In the absence of aggressive adaptation measures, the Intergovernmental Panel on Climate Change reports that the threshold for keeping planetary warming at a tolerable level could be as little as 15 years. The Risky Business report effectively conveys this message in business terms and presents the material risks of climate change by highlighting the severe impacts on the US economy and our collective inability to ameliorate such risks in the near future.
Another important take-away is the need to start adapting to climate change – and fast! Even in the most optimistic scenario where the planet successfully contained GHG emissions, we are still bound to experience significant impacts from GHG already accumulated in the atmosphere. But while we have a pretty good sense of how to reduce our GHG emissions – the main hurdle is political, adaptation is a different story altogether.
It’s one thing to be convinced we need to adapt, it’s another to understand and be able to quantify the many ways climate change may impact a business’s value chain. Climate change can impact businesses in their supply chain, their operations, their manufacturing or production processes, and their distribution network. It can affect the infrastructure businesses need to operate, shift consumer preferences or make products obsolete. The impacts of climate change can be gradual or abrupt, hit tomorrow or in 30 years.
Businesses may at times forget how they depend on ecosystem services, even if they’re not sectors directly dependent on natural resources like agriculture or mining.

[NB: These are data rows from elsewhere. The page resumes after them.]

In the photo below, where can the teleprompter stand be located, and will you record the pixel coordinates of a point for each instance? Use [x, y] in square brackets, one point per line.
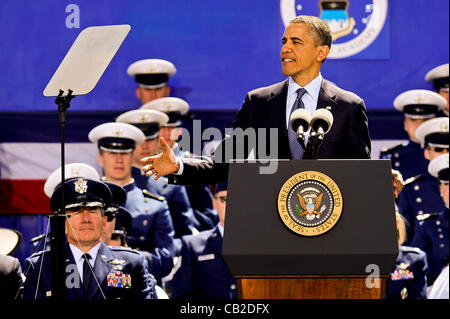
[350, 261]
[78, 74]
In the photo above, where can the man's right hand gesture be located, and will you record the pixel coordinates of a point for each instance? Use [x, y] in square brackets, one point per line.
[162, 164]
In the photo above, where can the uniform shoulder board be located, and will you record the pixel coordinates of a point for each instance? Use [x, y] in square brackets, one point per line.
[41, 252]
[426, 216]
[413, 179]
[392, 149]
[154, 196]
[37, 238]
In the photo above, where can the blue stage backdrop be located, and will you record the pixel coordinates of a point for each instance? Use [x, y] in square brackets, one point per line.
[221, 49]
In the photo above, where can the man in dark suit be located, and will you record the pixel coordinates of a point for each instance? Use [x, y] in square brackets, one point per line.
[306, 44]
[203, 273]
[93, 270]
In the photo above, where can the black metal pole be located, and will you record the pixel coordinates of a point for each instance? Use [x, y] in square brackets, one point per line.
[57, 220]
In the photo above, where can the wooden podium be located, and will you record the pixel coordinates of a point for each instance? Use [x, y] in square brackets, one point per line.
[271, 261]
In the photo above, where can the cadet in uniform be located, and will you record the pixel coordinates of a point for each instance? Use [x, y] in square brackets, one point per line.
[432, 230]
[440, 78]
[11, 276]
[150, 121]
[200, 196]
[408, 280]
[93, 270]
[152, 76]
[417, 106]
[152, 228]
[420, 194]
[203, 273]
[71, 170]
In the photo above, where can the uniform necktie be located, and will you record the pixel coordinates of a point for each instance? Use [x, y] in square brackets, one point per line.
[295, 147]
[87, 273]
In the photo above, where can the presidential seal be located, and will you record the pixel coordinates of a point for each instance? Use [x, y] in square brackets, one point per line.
[310, 203]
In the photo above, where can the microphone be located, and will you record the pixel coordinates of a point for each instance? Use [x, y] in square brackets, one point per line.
[299, 123]
[321, 122]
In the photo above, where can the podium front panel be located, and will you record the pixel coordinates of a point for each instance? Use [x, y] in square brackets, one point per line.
[363, 241]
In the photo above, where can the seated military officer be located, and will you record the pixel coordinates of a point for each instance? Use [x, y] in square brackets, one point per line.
[114, 211]
[152, 76]
[421, 193]
[440, 78]
[93, 270]
[408, 280]
[200, 196]
[152, 228]
[203, 273]
[150, 122]
[432, 230]
[417, 106]
[71, 170]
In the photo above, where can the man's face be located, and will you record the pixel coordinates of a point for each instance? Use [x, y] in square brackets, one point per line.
[147, 95]
[107, 231]
[301, 54]
[170, 134]
[86, 226]
[432, 152]
[148, 148]
[117, 166]
[410, 125]
[220, 204]
[443, 187]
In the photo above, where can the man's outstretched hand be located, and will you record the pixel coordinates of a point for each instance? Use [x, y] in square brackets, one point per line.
[162, 164]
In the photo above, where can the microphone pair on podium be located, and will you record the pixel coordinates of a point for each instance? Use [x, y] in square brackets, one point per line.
[320, 123]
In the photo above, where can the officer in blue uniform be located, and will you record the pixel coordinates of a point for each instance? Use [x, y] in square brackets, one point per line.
[203, 273]
[151, 76]
[417, 106]
[200, 196]
[71, 170]
[420, 195]
[408, 280]
[432, 230]
[150, 121]
[93, 270]
[151, 230]
[440, 78]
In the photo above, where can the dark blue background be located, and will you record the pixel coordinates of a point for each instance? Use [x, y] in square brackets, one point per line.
[222, 49]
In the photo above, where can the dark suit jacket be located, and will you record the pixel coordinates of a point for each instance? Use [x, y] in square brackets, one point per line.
[10, 277]
[203, 273]
[131, 262]
[266, 108]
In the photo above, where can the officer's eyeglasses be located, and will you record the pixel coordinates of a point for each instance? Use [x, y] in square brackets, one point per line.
[437, 149]
[223, 199]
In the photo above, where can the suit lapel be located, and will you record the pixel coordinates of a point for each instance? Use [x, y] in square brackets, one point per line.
[326, 97]
[101, 270]
[277, 102]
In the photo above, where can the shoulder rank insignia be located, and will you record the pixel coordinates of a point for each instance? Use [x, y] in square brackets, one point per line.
[392, 148]
[154, 196]
[116, 262]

At the end of the day, businesses (and the humans that run them) all depend on food, fresh water, fiber, fuels, and other biochemical products that nature provides. Certainly, not all sectors are born equal from that standpoint – but the most sophisticated tech products still need water and energy to be manufactured, and minerals to be processed.
The chart below, drawn from the Millennium Ecosystem Assessment Synthesis Report, illustrates the many ways ecosystems support human and economic activities.

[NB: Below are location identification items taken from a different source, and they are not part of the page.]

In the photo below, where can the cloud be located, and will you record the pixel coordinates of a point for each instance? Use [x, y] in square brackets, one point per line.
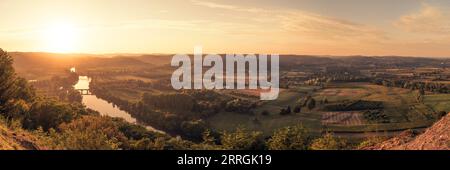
[302, 24]
[429, 19]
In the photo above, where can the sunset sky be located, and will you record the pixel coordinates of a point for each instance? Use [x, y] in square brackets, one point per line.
[320, 27]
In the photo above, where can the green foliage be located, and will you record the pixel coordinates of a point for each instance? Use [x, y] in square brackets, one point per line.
[89, 133]
[50, 114]
[328, 142]
[193, 130]
[242, 139]
[370, 141]
[289, 138]
[311, 103]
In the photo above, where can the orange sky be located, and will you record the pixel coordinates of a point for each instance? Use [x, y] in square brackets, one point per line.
[322, 27]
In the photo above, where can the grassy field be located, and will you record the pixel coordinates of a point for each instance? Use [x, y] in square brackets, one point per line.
[400, 105]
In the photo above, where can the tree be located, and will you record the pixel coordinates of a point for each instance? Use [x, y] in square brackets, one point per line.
[420, 95]
[328, 142]
[311, 104]
[89, 133]
[7, 78]
[265, 113]
[242, 139]
[297, 109]
[289, 138]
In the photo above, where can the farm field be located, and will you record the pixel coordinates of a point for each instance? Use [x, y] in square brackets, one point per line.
[400, 106]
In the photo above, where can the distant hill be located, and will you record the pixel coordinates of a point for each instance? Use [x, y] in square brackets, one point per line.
[437, 137]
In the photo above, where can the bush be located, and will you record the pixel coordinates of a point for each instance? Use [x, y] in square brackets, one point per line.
[242, 139]
[328, 142]
[289, 138]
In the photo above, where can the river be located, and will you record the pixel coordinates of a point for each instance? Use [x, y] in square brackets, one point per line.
[104, 107]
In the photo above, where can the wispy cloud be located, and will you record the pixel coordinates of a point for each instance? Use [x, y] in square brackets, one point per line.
[301, 23]
[429, 19]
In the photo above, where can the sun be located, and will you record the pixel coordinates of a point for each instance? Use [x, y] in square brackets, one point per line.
[61, 38]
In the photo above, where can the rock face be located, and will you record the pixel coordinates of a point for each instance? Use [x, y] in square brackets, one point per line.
[437, 137]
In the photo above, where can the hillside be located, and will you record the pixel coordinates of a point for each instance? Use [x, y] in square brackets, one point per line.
[437, 137]
[17, 140]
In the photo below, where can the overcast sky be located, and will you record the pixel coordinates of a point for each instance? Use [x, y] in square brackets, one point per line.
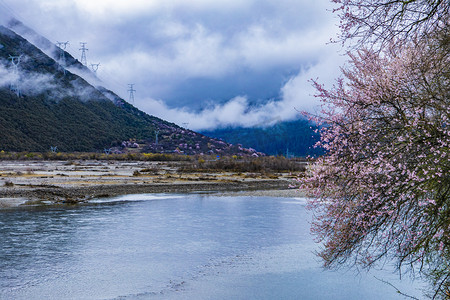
[208, 63]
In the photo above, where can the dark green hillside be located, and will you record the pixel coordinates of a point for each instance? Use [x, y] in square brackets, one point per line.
[57, 108]
[295, 138]
[36, 123]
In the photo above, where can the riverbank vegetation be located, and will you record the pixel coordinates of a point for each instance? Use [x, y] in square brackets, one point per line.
[382, 191]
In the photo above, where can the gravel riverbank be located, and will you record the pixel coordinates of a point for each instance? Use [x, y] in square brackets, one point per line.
[33, 182]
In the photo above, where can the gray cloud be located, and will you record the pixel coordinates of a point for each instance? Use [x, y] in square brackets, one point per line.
[198, 57]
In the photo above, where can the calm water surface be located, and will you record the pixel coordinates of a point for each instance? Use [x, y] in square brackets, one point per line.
[174, 247]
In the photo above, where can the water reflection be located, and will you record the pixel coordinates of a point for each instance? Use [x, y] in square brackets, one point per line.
[170, 247]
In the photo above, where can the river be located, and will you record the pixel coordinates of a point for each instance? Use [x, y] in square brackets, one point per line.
[195, 246]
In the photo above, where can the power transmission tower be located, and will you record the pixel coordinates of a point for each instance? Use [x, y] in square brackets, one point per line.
[131, 90]
[156, 134]
[14, 87]
[62, 55]
[94, 67]
[83, 53]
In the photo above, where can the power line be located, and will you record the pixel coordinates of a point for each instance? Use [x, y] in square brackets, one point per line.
[94, 67]
[62, 55]
[131, 90]
[83, 53]
[14, 87]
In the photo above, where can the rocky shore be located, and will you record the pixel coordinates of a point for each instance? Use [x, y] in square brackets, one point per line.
[34, 182]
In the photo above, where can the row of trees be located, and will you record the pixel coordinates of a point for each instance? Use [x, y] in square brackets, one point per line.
[382, 191]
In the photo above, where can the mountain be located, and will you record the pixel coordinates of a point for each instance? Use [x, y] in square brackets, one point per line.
[288, 138]
[44, 104]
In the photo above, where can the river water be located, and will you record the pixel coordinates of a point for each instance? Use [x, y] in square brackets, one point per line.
[195, 246]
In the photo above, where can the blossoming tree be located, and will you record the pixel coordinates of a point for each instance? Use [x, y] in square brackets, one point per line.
[382, 191]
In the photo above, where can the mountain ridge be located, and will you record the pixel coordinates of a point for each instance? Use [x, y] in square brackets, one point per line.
[55, 107]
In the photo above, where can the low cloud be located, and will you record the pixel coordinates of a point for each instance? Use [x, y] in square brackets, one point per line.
[296, 95]
[206, 62]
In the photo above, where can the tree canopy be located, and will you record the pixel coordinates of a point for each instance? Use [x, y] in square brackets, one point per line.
[382, 190]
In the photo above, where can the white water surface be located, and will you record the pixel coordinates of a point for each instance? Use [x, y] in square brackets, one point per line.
[162, 246]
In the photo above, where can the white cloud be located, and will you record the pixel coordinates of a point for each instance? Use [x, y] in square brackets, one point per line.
[164, 45]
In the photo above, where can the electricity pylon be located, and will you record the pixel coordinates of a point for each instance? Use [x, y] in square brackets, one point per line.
[62, 55]
[14, 87]
[131, 90]
[94, 67]
[83, 53]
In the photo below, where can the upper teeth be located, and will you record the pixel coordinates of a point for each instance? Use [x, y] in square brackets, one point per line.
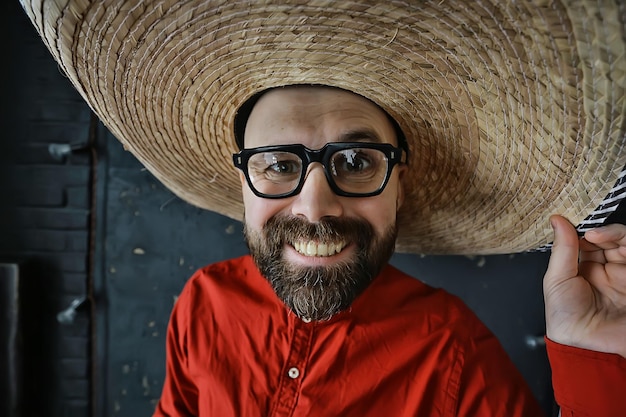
[318, 249]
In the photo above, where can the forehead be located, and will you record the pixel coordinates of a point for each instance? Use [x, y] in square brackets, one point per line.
[315, 116]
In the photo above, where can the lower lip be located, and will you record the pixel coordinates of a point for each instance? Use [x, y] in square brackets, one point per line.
[294, 256]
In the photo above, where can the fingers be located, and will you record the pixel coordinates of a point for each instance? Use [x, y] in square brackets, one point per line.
[563, 263]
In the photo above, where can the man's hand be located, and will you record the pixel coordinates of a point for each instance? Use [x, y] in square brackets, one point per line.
[585, 288]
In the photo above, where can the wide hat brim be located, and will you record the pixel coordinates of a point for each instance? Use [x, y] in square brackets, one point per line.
[512, 110]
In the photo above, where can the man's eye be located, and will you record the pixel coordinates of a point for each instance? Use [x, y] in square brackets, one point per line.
[284, 167]
[351, 162]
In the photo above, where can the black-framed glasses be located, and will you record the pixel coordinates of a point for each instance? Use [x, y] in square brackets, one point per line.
[353, 169]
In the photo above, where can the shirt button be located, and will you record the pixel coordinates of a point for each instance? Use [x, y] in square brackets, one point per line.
[293, 373]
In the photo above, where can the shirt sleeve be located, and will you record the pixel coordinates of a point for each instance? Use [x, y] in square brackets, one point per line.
[179, 397]
[587, 383]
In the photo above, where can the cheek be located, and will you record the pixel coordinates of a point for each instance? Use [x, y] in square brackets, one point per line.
[259, 210]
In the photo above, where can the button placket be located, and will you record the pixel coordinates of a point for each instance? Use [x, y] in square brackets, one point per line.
[291, 379]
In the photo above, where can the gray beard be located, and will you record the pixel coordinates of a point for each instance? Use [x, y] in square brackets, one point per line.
[318, 293]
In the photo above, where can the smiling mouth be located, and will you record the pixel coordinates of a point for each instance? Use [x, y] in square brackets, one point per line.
[311, 248]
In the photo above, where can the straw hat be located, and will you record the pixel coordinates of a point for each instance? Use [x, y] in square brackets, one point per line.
[512, 110]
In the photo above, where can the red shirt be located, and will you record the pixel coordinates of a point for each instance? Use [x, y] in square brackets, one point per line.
[402, 349]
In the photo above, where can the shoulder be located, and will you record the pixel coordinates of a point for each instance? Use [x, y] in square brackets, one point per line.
[437, 307]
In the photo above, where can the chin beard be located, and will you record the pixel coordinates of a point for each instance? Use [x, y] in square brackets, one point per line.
[318, 293]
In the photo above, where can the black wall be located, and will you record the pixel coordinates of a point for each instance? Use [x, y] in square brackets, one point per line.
[95, 224]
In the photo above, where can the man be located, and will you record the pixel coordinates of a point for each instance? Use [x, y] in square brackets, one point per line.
[512, 112]
[335, 330]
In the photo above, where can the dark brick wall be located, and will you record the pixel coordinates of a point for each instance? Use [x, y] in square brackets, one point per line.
[45, 207]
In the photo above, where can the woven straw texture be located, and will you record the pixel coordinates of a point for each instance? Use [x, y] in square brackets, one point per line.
[514, 110]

And finally, not all companies are equipped to respond and rebound from this kind of disruptions. Any modern computers and servers and A/C and telecoms – all of which can be subject to disruption due to extreme weather events and costs increases over time. But some companies have business continuity plans and backup generators, and others may be put out of business by an extended power outage.
These differences can be analyzed, measured, and addressed. At Four Twenty Seven, we’ve developed a methodology to quantify the relative sensitivity of businesses to climate change that captures both their reliance on natural systems (ecological dependencies) and their exposure to weather variability, both in their operations and in their supply chain. We also have tools to assess an organization’s ability to respond to predictable and unpredictable changes.
This diagram illustrates how ecological dependency can vary by sector, hence creating different climate risk profiles for different companies (Source: Four Twenty Seven, Inc.).
There’s no silver bullet to climate adaptation. But there are practical tools and steps a business can take to understand its exposure to risk, estimate potential costs and develop effective adaptation measures. The Risky Business provides an important economic context for the nation – now it’s time for businesses to start looking at climate risks in their own operations, and focus on building resilience.